Confirm no full JWT appears in your access logs (grep -E 'token=|jwt ey' /var/log/nginx/access.log should return nothing), and assert the live socket count drops when a token’s exp passes by watching your ws_connections_active metric after a forced expiry. In DevTools, the Network tab’s WS entry should show 101 with your echoed jwt subprotocol under Response Headers.

Guides in this area #

FAQ #

Why can’t I just send an Authorization header from the browser? #

The browser WebSocket constructor exposes no API for custom request headers — only the URL and an optional subprotocol list. That’s a deliberate restriction in the HTML spec. So the only header-free channels for credentials are the cookie jar (sent automatically), the query string, and Sec-WebSocket-Protocol. Native and server-side clients (like Node’s ws) can set headers, but you can’t rely on that for a browser app.

Is putting a JWT in the query string safe? #

Not for a long-lived token. Query strings leak into access logs, Referer headers, browser history, and traces. The acceptable pattern is a single-use ticket: mint a 30–60 second, one-time token from an authenticated REST endpoint, pass it as ?ticket=…, redeem and invalidate it on connect. By the time it surfaces in a log it’s already dead.

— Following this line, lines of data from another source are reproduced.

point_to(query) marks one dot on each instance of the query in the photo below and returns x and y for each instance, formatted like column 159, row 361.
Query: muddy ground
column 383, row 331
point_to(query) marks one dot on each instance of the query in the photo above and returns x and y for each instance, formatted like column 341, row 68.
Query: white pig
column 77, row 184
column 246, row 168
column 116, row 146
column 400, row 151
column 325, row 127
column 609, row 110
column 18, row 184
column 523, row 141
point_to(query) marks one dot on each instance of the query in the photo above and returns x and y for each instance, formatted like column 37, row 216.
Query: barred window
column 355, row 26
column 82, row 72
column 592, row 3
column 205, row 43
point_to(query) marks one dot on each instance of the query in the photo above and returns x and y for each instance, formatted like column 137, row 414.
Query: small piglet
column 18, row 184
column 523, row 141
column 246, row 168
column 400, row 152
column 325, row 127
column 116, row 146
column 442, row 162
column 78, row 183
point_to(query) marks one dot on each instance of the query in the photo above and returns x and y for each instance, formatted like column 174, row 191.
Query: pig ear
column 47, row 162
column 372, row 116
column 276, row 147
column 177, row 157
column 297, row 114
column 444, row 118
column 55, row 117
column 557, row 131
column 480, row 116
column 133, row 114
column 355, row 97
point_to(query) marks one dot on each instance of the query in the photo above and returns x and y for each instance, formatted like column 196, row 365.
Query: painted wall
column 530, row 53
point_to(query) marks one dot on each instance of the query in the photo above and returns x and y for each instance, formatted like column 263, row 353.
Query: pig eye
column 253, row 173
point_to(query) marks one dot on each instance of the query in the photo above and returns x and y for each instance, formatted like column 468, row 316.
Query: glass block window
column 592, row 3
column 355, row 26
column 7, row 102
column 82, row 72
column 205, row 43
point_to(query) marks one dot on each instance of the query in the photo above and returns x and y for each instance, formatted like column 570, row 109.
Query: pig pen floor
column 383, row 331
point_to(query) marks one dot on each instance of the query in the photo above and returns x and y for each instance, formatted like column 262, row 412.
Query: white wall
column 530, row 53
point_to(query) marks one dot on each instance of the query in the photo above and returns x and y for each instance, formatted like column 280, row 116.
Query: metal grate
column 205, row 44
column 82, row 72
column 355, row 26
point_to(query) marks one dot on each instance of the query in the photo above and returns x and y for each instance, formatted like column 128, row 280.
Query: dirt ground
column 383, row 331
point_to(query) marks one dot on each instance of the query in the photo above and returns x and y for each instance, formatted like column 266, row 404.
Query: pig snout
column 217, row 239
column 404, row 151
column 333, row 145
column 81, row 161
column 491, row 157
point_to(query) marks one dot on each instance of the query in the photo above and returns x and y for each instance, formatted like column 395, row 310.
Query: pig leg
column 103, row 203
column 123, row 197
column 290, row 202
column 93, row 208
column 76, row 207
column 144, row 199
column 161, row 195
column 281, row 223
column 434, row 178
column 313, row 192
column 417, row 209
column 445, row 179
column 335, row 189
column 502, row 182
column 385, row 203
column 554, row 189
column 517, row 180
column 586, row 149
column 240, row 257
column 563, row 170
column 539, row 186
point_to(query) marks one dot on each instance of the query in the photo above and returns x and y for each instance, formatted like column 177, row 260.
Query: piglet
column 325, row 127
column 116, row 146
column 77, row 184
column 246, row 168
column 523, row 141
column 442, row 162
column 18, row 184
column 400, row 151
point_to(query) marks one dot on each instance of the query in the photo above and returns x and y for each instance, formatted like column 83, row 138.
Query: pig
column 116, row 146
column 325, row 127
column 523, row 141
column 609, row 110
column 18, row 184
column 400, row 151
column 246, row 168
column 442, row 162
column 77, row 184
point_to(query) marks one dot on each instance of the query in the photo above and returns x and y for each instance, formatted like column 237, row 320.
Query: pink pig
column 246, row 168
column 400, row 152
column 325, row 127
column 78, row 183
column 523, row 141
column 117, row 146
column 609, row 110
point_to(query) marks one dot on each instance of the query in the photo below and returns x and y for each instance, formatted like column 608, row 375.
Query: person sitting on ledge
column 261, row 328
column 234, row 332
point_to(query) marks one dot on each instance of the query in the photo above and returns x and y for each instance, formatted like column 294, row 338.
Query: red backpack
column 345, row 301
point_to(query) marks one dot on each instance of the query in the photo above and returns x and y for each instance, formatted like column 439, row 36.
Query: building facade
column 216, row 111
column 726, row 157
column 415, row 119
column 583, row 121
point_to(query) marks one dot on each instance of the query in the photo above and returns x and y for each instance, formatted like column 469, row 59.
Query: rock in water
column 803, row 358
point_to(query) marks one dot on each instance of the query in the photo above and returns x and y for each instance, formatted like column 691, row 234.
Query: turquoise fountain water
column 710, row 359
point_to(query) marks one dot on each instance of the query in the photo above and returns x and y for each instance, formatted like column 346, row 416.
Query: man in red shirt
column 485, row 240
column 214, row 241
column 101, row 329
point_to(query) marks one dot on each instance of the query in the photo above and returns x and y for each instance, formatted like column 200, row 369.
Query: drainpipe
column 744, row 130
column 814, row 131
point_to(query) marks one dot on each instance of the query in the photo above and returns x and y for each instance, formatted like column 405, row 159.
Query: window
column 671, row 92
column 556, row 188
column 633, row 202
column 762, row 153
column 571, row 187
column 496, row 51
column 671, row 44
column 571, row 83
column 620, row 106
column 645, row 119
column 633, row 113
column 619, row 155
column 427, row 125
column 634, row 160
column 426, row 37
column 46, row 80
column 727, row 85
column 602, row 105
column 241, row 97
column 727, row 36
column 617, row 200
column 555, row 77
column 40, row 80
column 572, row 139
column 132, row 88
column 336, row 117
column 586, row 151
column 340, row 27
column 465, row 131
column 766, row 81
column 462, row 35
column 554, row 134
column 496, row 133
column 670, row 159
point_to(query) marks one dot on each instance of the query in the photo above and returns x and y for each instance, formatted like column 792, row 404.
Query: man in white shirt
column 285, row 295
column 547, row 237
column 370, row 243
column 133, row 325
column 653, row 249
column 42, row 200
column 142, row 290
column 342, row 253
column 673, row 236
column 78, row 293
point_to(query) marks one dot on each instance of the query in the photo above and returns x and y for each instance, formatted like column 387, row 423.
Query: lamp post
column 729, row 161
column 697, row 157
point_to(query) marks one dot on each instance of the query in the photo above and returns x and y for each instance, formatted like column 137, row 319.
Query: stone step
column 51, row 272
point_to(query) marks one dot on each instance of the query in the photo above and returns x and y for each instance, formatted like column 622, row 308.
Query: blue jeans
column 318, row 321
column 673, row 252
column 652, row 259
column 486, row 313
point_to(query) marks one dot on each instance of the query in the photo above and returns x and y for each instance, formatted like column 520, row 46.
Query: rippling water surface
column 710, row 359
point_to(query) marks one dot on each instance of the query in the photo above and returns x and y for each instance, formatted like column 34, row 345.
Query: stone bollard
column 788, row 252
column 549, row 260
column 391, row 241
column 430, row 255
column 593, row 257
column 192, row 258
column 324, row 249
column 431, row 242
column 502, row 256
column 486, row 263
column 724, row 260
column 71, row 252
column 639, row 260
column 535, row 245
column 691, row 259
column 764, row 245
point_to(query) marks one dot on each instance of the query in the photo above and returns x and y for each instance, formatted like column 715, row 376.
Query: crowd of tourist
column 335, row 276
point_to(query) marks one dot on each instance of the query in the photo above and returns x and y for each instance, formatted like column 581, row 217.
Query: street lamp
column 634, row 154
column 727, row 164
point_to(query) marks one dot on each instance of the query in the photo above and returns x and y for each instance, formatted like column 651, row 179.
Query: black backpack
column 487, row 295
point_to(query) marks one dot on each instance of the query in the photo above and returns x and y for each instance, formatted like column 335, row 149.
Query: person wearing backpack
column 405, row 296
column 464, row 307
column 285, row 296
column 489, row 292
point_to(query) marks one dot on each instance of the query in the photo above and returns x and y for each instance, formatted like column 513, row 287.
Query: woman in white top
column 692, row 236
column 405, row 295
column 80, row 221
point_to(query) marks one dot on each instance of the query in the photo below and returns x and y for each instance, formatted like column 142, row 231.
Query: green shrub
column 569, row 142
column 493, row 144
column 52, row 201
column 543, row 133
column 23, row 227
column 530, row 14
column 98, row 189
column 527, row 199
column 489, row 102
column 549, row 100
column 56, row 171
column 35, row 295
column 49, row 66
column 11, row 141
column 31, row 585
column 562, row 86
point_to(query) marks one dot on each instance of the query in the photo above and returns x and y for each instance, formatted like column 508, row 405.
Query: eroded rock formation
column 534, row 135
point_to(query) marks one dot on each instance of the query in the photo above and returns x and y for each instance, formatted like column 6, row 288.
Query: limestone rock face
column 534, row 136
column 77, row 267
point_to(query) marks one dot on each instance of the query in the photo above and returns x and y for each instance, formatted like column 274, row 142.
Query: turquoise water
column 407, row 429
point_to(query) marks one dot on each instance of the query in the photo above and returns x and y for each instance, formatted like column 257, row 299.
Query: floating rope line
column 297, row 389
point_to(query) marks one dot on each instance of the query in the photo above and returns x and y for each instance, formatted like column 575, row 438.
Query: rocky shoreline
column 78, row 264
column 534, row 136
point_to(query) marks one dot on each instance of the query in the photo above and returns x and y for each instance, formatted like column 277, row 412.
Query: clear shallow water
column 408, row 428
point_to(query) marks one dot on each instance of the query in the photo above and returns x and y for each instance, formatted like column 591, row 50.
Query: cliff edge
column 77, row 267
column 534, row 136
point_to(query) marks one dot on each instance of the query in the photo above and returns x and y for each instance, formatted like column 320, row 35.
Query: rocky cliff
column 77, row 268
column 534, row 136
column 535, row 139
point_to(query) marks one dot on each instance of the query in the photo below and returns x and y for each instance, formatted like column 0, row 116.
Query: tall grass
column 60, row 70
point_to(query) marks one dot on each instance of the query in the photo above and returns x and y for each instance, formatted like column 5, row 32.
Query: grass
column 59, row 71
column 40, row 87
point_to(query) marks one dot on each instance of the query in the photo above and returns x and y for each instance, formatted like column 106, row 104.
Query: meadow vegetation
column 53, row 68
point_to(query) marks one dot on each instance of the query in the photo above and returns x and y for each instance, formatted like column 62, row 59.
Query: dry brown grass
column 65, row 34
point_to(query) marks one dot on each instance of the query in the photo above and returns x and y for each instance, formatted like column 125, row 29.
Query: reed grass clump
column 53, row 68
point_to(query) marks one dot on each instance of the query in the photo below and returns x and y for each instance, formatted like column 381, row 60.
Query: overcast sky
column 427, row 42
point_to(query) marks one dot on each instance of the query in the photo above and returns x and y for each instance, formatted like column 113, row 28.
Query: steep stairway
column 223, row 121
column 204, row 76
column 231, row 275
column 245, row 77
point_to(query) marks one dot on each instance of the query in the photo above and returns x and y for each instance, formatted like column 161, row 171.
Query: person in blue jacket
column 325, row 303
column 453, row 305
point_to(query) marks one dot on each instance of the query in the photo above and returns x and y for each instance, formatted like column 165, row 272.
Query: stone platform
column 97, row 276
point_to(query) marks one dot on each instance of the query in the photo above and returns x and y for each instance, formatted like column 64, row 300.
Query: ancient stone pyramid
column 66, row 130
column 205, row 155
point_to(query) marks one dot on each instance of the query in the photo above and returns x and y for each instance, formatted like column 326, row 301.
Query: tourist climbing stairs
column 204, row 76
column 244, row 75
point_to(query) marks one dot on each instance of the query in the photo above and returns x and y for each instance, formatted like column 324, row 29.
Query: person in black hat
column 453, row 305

How do I handle a token that expires while the socket is open? #

Verify exp at the upgrade, then run a periodic re-auth check on the live connection (the setInterval loop above). When exp passes, send a reauth_required message so the client can fetch a fresh token and reconnect, then close with an app-defined code like 4001. Without this, an established socket stays trusted long after its token died.

Does Sec-WebSocket-Protocol JWT auth work behind a reverse proxy? #

Yes, as long as the proxy forwards the Sec-WebSocket-Protocol request header and you echo a chosen subprotocol back in the 101 response. Most proxies pass it through, but some strip non-standard headers — verify with curl -i against the proxy. Remember the server must respond with one of the offered protocols (here, jwt) or browsers abort the handshake.

What changes for Socket.IO vs raw ws? #

Socket.IO has a io.use() middleware that runs during its handshake, giving you socket.handshake.auth and socket.handshake.headers — a cleaner hook than raw ws. The principles are identical: authenticate the handshake, attach identity, authorize each socket.on(event) separately. The transport differs (Socket.IO may fall back to HTTP long-polling), so validate auth on every transport, not just the WebSocket one.